DNA Base-pairing Guides Homologous Recombination
The hallmark of homologous recombination is that it takes place only between DNA duplexes that have extensive regions of sequence similarity (homology). Not surprisingly, base-pairing underlies this requirement: before undergoing homologous recombination, two DNA helices will “sample” each other’s DNA sequence by testing the potential base-pairing between a single strand from one DNA duplex and a complementary single strand from the other. Recombination is initiated when a match is found; this match need not be perfect, but it must be very close for homologous recombination to succeed. As we shall see, the process is carefully controlled and guided by a group of specialized proteins.
Homologous Recombination Can Flawlessly Repair Double-Strand Breaks in DNA
Unlike the nonhomologous end joining discussed earlier, homologous recombination repairs double-strand breaks accurately, without any loss or alteration of nucleotides at the site of repair. For homologous recombination to do this repair job, the damaged DNA must first be brought into proximity with a homologous but undamaged DNA double helix, which can then serve as a template for repair. For this reason, homologous recombination often occurs after DNA replication, when the two daughter DNA molecules lie close together and one can serve as a template for repair of the other.
One of the simplest pathways through which homologous recombination can repair double-strand breaks is shown in Figure 5–47. In essence, the broken DNA duplex and the template duplex carry out a “strand dance” so that one of the damaged strands can use the complementary strand of the intact DNA duplex as a template for repair. Once the damaged and template DNA double helices are in proximity (as occurs, for example, after DNA replication), the ends of the broken DNA are chewed back, or “resected,” by specialized nucleases to produce overhanging, single-strand 3′ ends. The next step is strand exchange (also called strand invasion), during which one of the single-strand 3′ ends from the damaged DNA molecule searches the template duplex for homologous sequences through base-pairing. Once stable base-pairing is established (which completes the strand-exchange step), an accurate DNA polymerase extends the invading strand using the information provided by the undamaged template molecule, thus restoring one of the damaged DNA strands. The last steps—strand displacement, further repair synthesis, and ligation—restore the two original DNA double helices and complete the repair process, as illustrated.
Homologous recombination resembles other DNA repair reactions in that a DNA polymerase utilizes a pristine template to restore damaged DNA. However, instead of using the partner strand as a template, as occurs in most DNA repair pathways, homologous recombination makes use of a complementary strand from a separate DNA duplex. In the following sections, we discuss the steps of homologous recombination in more detail with an emphasis on the proteins that guide this remarkable process.
Specialized Processing of Double-Strand Breaks Commits Repair to Homologous Recombination
Once a double-strand break occurs, nonhomologous end joining and homologous recombination compete to repair the damage.
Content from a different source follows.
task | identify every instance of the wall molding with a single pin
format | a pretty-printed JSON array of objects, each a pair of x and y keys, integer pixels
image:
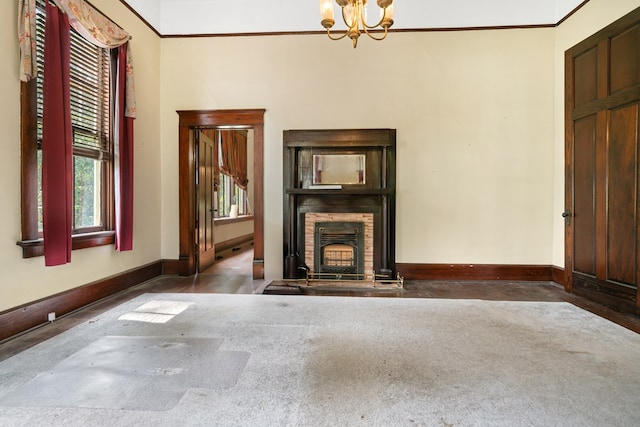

But the specialized nuclease that resects DNA ends to begin homologous recombination becomes highly active during S and G2 (through its phosphorylation by cell-cycle-controlled kinases), and homologous recombination usually wins out at these times, allowing use of a newly replicated daughter DNA molecule as a template. The initiating nuclease (called the Mre11 complex in eukaryotes) chews back in the 5′→3′ direction leaving protruding 3′ ends on either side of the break that can be as long as several thousand nucleotides. Single-strand binding protein (the same one used at replication forks) then coats the exposed single strands, protecting them from other nucleases in the cell and ensuring that they remain free of intramolecular base-pairing. The formation of these protruding ends prevents nonhomologous end joining from occurring, and it commits the repair pathway to homologous recombination.
Strand Exchange Is Directed by the RecA/Rad51 Protein
Of all the steps of homologous recombination, strand invasion is the most difficult to imagine. How does the invading single strand rapidly sample a DNA duplex for a complementary sequence? Once the homology is found, how is the structure stabilized? And how is the inherent stability of the template double helix overcome to allow tests for base-pairing during this process?
The answers to these questions came from biochemical and structural studies of the main protein that carries out this feat, called RecA in E. coli and Rad51 in virtually all eukaryotic organisms. A special group of accessory proteins loads a set of RecA/Rad51 monomers onto a protruding DNA single strand (such as that in Figure 5-47), forming a cooperatively bound filament that displaces the single-strand binding protein originally present. This orderly loading process produces a protein–DNA filament in which the DNA is held by RecA/Rad51 in an unusual conformation: groups of three consecutive nucleotides are positioned as though they were in a conventional DNA double helix, but, between adjacent triplets, the DNA backbone is untwisted and stretched out (Figure 5–48). This unusual protein–DNA structure then grasps a nearby duplex DNA molecule in a way that stretches it, destabilizing it and making it easy to pull the strands apart. The invading single strand then can sample the sequence of the duplex by conventional base-pairing to one of its strands. This sampling occurs in triplet nucleotide blocks, each of which is already in a “base-pair ready” conformation in the invading strand; when a good triplet match occurs, only then is the adjacent triplet sampled, and so on. In this way, mismatches very quickly cause dissociation, so that millions of possible pairings can be tested. Only an extended stretch of base-pairing (at least 15 nucleotides) can stabilize the invading strand, leading to the next steps in homologous recombination.
RecA/Rad51 is an ATPase, and the steps described above require that each monomer along the filament be in the ATP-bound state. However, the searching itself does not require ATP hydrolysis; instead, the process occurs by simple molecular collisions, allowing an enormous number of potential sequences to be rapidly sampled. Once stable base-pairing occurs and a strand-exchange reaction is completed, ATP hydrolysis is necessary to disassemble RecA from the complex of DNA molecules. At this point, repair DNA polymerases and DNA ligase, which we encountered earlier in this chapter, complete the repair process, as shown previously in Figure 5–47.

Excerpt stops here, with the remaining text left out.